• Redaktie
• Over een diskussie die maar geen diskussie wilde worden
Hoe lang wordt er in Nederland nu al gejammerd over de krisis van de kritiek? Te oordelen naar de argumenten die daarbij steevast van stal worden gehaald, lijkt het haast wel alsof alleen het stafrijm de doodsstrijd uitstelt. Naar dieper liggende motieven mag men raden, of het zou moeten zijn dat er gemakkelijker gepraat kan worden over literatuurkritiek dan over literatuur zelf.

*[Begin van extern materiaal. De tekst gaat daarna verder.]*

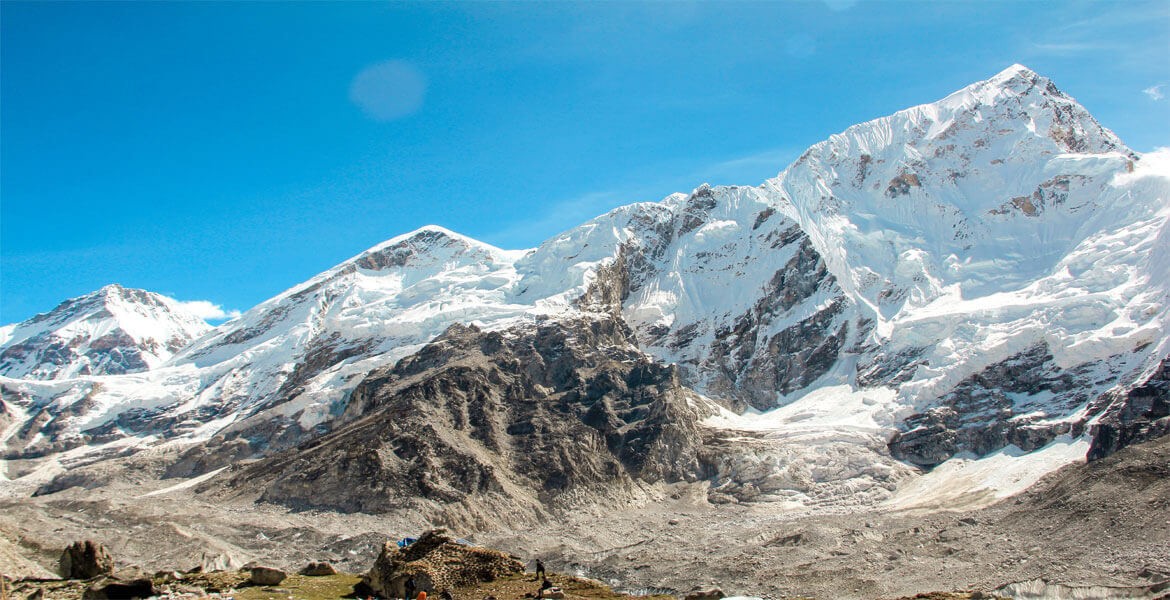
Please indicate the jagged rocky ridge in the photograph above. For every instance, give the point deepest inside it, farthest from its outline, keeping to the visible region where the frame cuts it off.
(985, 270)
(501, 422)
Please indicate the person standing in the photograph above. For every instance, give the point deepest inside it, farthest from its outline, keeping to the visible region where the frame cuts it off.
(410, 586)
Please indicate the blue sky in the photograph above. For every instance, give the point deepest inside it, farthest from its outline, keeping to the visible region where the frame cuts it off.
(225, 152)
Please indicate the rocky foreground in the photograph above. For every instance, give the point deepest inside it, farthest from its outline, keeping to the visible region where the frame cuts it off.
(435, 564)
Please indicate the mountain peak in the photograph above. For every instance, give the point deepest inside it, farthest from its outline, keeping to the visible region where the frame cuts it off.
(109, 331)
(1016, 71)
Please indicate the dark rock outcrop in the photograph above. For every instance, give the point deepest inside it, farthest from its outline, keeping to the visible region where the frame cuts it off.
(525, 416)
(121, 588)
(318, 570)
(1009, 402)
(1136, 415)
(435, 561)
(262, 576)
(84, 560)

Het heeft weinig zin hier nog eens een samenvatting te geven van alles wat er vanaf november 1977 in dag- en weekbladpers over het onderwerp geschreven is. Het antwoord van Kees Fens op de vraag van H.C. ten Berge (gesteld naar aanleiding van een door Fens in enkele zinnen weggewoven poëziebundel van Hamelink) welke nu eigenlijk zijn maatstaven bij het bespreken van poëzie waren, muntte alleen uit door kortheid: hij hield er mee op. Er is her en der veel over het abrupte afscheid van Fens en over de dagbladkritiek gezegd, maar slechts weinig dat aanleiding geeft te spreken van een diskussie. En dat terwijl Ten Berge toch enkele zaken aan de orde stelde die voor iedere recensent een uitdaging zouden moeten zijn.
‘In geen jaren is het voorgekomen dat een poëziecriticus zich waagde aan een standpuntbepaling die wezenlijk van aard was.’ ‘Er heeft zich (...) in de laatste jaren niets ontwikkeld dat op de vorming van een critische school wijst van waaruit voedende impulsen naar de poezie en haar makers zijn uitgegaan.’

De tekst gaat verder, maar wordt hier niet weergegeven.